Showing posts with label Darwin. Show all posts
Showing posts with label Darwin. Show all posts

6 Oct 2009

Darwin anyone?

For those of you lucky enough to live in the US with access to that wonderful channel that is PBS... you might be interested in watching this tonight:



I wish I could! And then check out their website, there appears to be plenty more information there!

One of these weeks I'll finish getting things organised enough to to a "Darwin Week", big double anniversary this year: 200th birthday (if he were still alive that is, lol!) and 150th anniversary of the publication of his revolutionary "On the Origin of Species".

12 Feb 2009

Happy 200 Darwin!

It's nice to notice a big anniversary for a scientist instead of the usual musician, artist, politician etc... And as a biologist I couldn't let this one pass, even if I don't have the time at the moment to wax on and on about "the father of evolution".

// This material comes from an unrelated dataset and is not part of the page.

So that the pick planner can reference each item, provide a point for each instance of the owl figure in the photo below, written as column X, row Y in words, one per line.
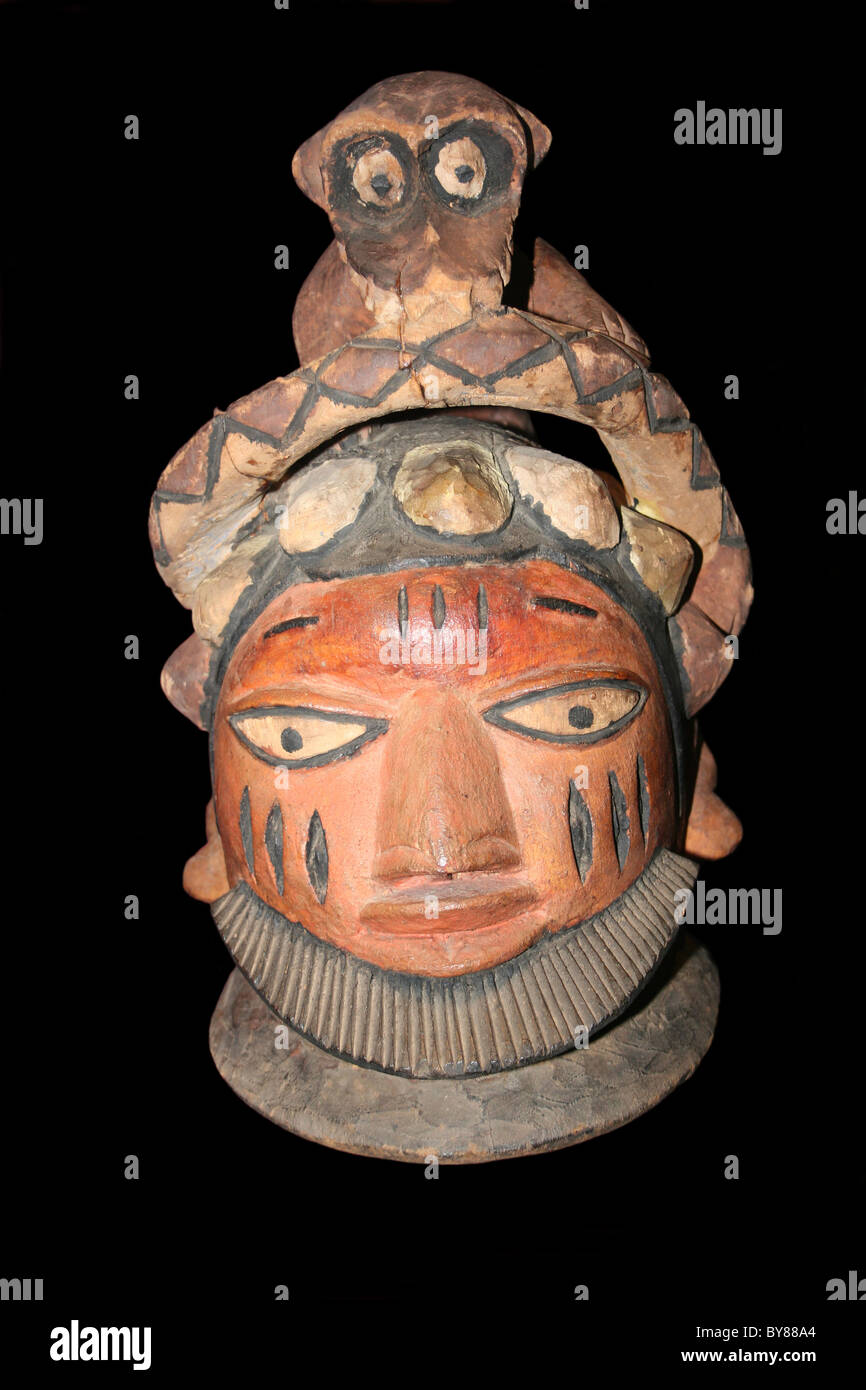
column 421, row 180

Agence France-Presse — Getty Image

First, a confession. I probably don't know much more about Darwin than anyone else not into the field of evolutionary studies... It's amazing that his ideas, theories etc are still being discussed, confirmed, denied after so much time. Nevertheless, to me, for years, he's just been a name, another landmark (albeit a BIG one in biology) in the history of science (one of my favourite subjects), one of the many scientific explorers from the 19th century of whom I'm insanely jealous because they got to live in a time when everything still felt (and was) new, heading out on year-long expeditions to discover and describe new species, new environments (then I remember that my sex probably would have blocked me from participating in any such expeditions and I'm glad to be a child of the 20th-21st centuries!). Reading up on Darwin is one of those many projects that I've been meaning to get around to for years now... and just never seem to do so! :p Both The Voyage Of The Beagle and On The Origin Of Species have been collecting dust on my bookshelf for over 5 years now, waiting to be read. And having read various articles out these days due to the anniversary (the NY Times science section has some very interesting ones) I'm probably a bit more likely to pick one or both of those volumes up and dust them off (but once I'm done with my thesis, I have plenty of similar books on the Antarctic to read first). So many books... so little time! ;o)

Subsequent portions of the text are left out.